A felicidade não se alcança com aquela “busca incessante de ter sempre mais e mais”, aprendeu a enfermeira Helena Besugo. Ganharam-se valores, como a solidariedade e o respeito pelo outro, acrescenta a colega Filipa Miranda.
Entre os profissionais na linha da frente do Curry Cabral, há os que sofrem com a incerteza e a ansiedade, o distanciamento, para os proteger, de filhos, pais, maridos, mulheres, crianças, idosos e pessoas de risco; e os que carregam no rosto as marcas dos turnos longos, das noites de insónia e da gravidade daquilo que impede o contacto e torna o gesto distante.
“Uma das piores coisas é a ausência de visitas”, diz o médico Nuno Lopes. E uma das mais difíceis é a barreira física entre quem cuida e quem é cuidado. “Ninguém está preparado para isto.”
“Houve necessidade de reorganizar todo o hospital, e o espírito de missão que se criou entre os profissionais de saúde pode ser uma coisa boa. Uma das piores coisas é a ausência de visitas. Os doentes estão em estado grave e ter uma visita é sempre uma motivação.”
“Eu acredito que só nos acontecem coisas na vida se soubermos lidar com elas. Nós todos temos de olhar para isto como uma aprendizagem.”
“Este é um momento único de superação, de resistência, de resiliência. De futuro, haverá uma valorização das pequenas coisas. Estamos a aprender que, com pouco, se pode atingir a felicidade.”
“Só um SNS capaz e robusto é capaz de responder a uma crise destas. O facto de estar tão descapacitado pela redução dos recursos humanos e materiais deixou-nos vulneráveis e muito menos capazes para fazer face à realidade das doenças ‘não-covid’. Não há futuro com saúde sem um SNS saudável.”
“Tenho saudades do contacto mais próximo com o doente.

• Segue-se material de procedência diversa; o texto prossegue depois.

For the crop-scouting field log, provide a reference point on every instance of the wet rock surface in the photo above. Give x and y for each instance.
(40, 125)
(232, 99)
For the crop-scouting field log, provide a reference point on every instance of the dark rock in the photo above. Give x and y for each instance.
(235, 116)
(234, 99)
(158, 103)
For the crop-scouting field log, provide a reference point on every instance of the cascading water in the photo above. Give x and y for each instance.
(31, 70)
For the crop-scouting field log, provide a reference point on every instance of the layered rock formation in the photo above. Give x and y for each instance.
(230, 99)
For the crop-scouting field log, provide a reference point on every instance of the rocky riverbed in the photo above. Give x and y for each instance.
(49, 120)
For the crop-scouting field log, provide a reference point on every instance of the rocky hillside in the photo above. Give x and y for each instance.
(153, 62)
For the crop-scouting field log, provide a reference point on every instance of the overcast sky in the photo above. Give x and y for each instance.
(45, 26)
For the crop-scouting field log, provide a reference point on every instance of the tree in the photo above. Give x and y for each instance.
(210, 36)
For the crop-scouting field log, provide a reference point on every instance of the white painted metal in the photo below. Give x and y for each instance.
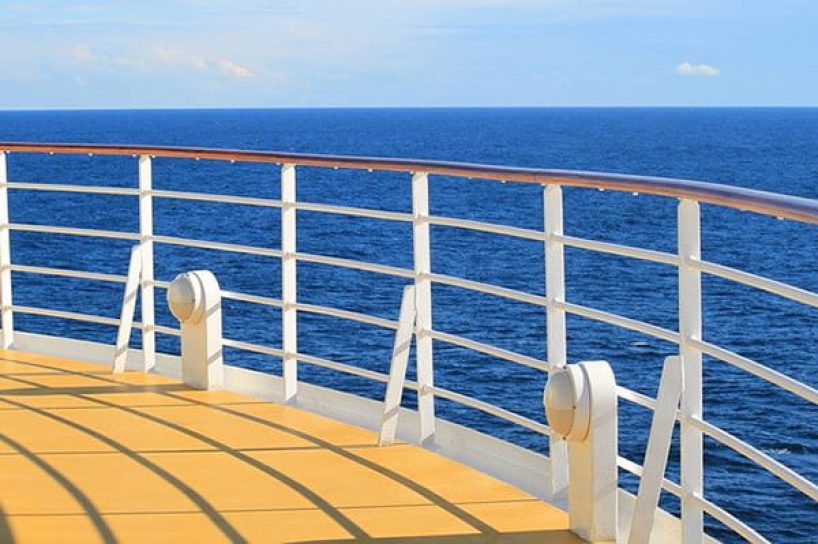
(623, 251)
(491, 409)
(61, 314)
(728, 519)
(222, 199)
(581, 404)
(771, 286)
(62, 188)
(489, 289)
(557, 351)
(636, 469)
(487, 227)
(764, 372)
(253, 299)
(619, 321)
(255, 348)
(346, 369)
(146, 245)
(289, 316)
(126, 315)
(355, 265)
(161, 329)
(423, 304)
(71, 231)
(218, 246)
(690, 329)
(500, 353)
(357, 212)
(636, 398)
(397, 367)
(661, 432)
(758, 457)
(194, 299)
(6, 313)
(346, 314)
(66, 273)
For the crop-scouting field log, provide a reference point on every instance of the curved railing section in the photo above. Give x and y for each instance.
(687, 259)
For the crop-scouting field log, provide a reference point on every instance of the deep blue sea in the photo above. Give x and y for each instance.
(769, 149)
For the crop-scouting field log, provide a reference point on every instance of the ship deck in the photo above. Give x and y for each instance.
(86, 455)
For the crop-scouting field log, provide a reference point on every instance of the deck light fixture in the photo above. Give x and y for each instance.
(194, 299)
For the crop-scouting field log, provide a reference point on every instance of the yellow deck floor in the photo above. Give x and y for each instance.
(87, 456)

Através desses movimentos transmitíamos-lhes empatia, segurança e eles ficavam mais tranquilos. Apesar destes receios, conseguimos manter o cerne da enfermagem.”
“Tomámos consciência de que precisamos todos uns dos outros. A consciência do bem comum em detrimento do bem individual é fundamental. O trabalho de equipa nunca foi tão importante como agora.”
“Esta crise fez-nos ver a vida com outros olhos. A normalidade não vai voltar. Na actividade, tivemos de adaptar o serviço inteiro para recebermos este tipo de doentes. Na vida, o vírus obrigou-nos a parar.”
“Preferia que as pessoas não viessem bater palmas para a varanda mas que, quando isto terminar, viessem para a rua apoiar-nos quando precisamos de apoio. Em vez disso, chamam-nos selvagens. Não somos heróis. Trabalhamos com estas situações e não é só de agora.”
“É uma luta muito grande. Não tem nada que ver com a medicina normal. Temos muito medo de falhar. Por exemplo, ao despir o doente. Sou uma pessoa de risco, mas não parei. Quero estar ao lado das enfermeiras.”
“Não tivemos de passar pela fase de ver imensas pessoas pelo corredor e de ter de escolher quem vive. Mas nada é como antes. E sinto isto como um vazio, uma incerteza. Ir trabalhar diminui a ansiedade. Em casa tenho um sentimento de inutilidade brutal.”
“Nós entramos uma vez por dia nos quartos para fazer a limpeza e o que for preciso. As auxiliares de acção médica e as enfermeiras estão mais chegadas a nós do que antes de isto acontecer, e mais atenciosas com toda a gente.”
“Quando 2020 começou, pensei que ia ser um ano marcante pela positiva. Não está a ser. Mas isto veio reforçar os laços entre todos os colegas. Vemos os médicos fazer tudo, desde tratar o doente a esvaziar o cesto do lixo.”
“Houve uma reacção emocional, sim, mas também racional dos profissionais. As pessoas estiveram muito à altura dos desafios. Criar formas de nos organizarmos foi muito pesado, mas conseguimos fazê-lo com alguma rapidez. E são os frutos disso que estamos a ver agora.”
“O mais importante é mantermos o espírito de equipa, e essa é uma lição que podemos levar daqui para a frente. Não podemos fazer nada sozinhos. Temos de confiar uns nos outros.”
“Entramos nos quartos menos vezes mas estamos mais tempo com os doentes. Aproveitamos para nos apresentarmos, dizemos o nosso nome, quem somos, o que nem sempre fazíamos antes de isto acontecer.”
“Temos muitos altos e baixos. Espero que os valores permaneçam depois de isto passar: o altruísmo, a solidariedade, o respeito pelo outro.”